Happy 185th Birthday Springbank – Scotch Whisky News
Happy 185th Birthday Springbank
by Mark Davidson
All distilleries are unique but in true George Orwell style some are more unique than others. Springbank distillery in Campbeltown, Argyll can be singled out as having an embarrassment of riches any one of which another distiller would be proud to boast of.
Perhaps its single most attractive aspect is the fact that the company has the oldest original family owned distillery in Scotland. As Scottish whisky grew in popularity it could not avoid the attentions of big business. As a commodity whisky can offer handsome dividends to any investors, although any return may not be dramatically quick thanks to the time taken to mature stock. So it was that small family established businesses were bought out by, initially, home grown companies then eventually overseas predators. Where we are today is the curious position of having many of our most famous brands owned by large companies from abroad. These corporations often have interests not focused on just one category of beverage and may even deal in other totally unrelated industries. How refreshing it is then to have such a jewel still in independent Scottish hands. Amongst the very few stills held by private companies Springbank can point to their longevity, they were established in 1828, as testament to their reputation for quality and dependency.
Beyond this remarkable achievement the distillers lay claim to the most complete and traditional distillery in Scotland. Nowhere else will you see the whole production process taking place on one site. From the arrival of un-malted barley to the despatch of the bottled product all parts of the production process are controlled in-house. The retention of old fashioned methods must surely contribute to the well recognised complexity in their drams.
Of the near 100 malt distilleries in Scotland only 6 retain floor maltings. Of these only Springbank produces 100% of distilling requirements. The other 90-odd all rely on mechanised malting for their barley. Almost exclusively this part of the process is sub-contracted to specialists not connected with the distiller. The dependency on outsiders although not appealing to the Mitchells (Springbank’s owners) does not necessarily mean a compromise of quality. Indeed the consistency of a professional maltster solved problems associated with floor maltings where variables such as ambient temperature can affect results. The reason for the switch from tradition was really down to matters of scale and economy. As demand grew distilleries expanded and their appetite for grain out grew their capacity to feed themselves. Modern drum maltings were designed to the new scale required. Also as the manual option is so labour intensive, the malting barley must be turned regularly to prevent matting and to evenly spread the germinating heat, the costs of manning the floors became unattractive. Production at Springbank is indeed capped by their ability to supply enough malt and the distillery runs at a fraction of its potential output.

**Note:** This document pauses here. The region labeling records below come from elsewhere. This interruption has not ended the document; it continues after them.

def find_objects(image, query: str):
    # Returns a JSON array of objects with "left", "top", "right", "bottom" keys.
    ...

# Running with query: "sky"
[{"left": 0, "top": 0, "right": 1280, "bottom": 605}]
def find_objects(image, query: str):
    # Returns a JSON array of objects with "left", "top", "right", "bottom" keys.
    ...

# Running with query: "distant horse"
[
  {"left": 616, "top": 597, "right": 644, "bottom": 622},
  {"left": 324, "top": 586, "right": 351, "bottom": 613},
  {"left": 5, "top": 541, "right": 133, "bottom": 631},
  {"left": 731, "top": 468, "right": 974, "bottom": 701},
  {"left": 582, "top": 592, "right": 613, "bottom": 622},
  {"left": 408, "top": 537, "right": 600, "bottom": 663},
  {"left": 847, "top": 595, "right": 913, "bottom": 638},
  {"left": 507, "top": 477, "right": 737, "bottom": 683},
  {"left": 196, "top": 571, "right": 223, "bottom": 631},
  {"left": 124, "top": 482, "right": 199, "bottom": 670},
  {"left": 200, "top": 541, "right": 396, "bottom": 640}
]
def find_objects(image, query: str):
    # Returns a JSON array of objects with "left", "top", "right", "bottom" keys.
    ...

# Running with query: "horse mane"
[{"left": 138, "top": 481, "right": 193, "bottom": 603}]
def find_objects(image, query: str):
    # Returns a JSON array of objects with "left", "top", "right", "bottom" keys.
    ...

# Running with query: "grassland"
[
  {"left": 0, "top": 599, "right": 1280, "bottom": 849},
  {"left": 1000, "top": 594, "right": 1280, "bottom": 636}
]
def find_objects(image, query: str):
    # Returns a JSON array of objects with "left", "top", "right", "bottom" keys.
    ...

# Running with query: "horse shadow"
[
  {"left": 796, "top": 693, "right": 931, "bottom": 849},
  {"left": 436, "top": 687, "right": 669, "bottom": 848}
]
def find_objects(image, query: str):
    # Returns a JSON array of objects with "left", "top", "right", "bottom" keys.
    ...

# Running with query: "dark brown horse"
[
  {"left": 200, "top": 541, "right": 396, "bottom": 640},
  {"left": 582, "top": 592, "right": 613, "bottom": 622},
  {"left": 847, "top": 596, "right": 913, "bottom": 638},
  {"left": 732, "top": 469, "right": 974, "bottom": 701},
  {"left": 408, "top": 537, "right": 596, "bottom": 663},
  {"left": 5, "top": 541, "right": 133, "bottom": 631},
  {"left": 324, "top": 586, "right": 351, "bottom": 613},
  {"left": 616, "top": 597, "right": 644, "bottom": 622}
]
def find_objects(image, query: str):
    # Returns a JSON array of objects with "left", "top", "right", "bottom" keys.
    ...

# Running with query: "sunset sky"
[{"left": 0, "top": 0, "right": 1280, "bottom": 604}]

At the other end of production bottling may seem a rather mundane issue. Far from it. As a cask of mature whisky would typically be around 60% alcohol if the bottled dram was sold at this strength the price of a standard size bottle would be considerably higher than if it was diluted. Also an argument runs that this strength is too high to find the drink’s character and watering down is essential for proper appreciation. This is why 99.9…% of all whisky is bottled at the legal minimum strength of 40%abv. The question must be asked: what water was used during reduction? Many whisky labels will wax lyrical about the source of their production water being of ambrosial quality. How many allude to the neutral nature of the water added at the bottling stage? Again Springbank can be relied upon to treat their efforts appropriately. Alongside very few other malts Springbank sympathetically dilute their mature whisky with the water used to make it, keeping complete the influence from minerals to be found at source. All this at the superior 46% abv.
By now you should realise this company is more about substance than subcontracts. There hasn’t been enough space here to mention features like their warehousing, method of heating stills, distilling regime, condensing techniques and further bottling principles all of which deserve mention. A visit to their website, www.springbankwhisky.com, should further illuminate just how special this family inheritance is.
Mark Davidson…
Of a distinguished Banff 1968 vintage Mark Davidson has a short but full body and so marries well (& subsequently producing two limited editions), frequently seen at whisky fairs in Scotland yet curiously difficult to find outside his domestic market it is hoped his inaugural launch on the Canadian scene will be well received. He is at home in independant bottling circles being most commonly found in the William Cadenhead livery where he has enjoyed a 13 year finishing period, however as a stand alone single expression under the Jolly Toper brand he can come into his own while being a fine mixer.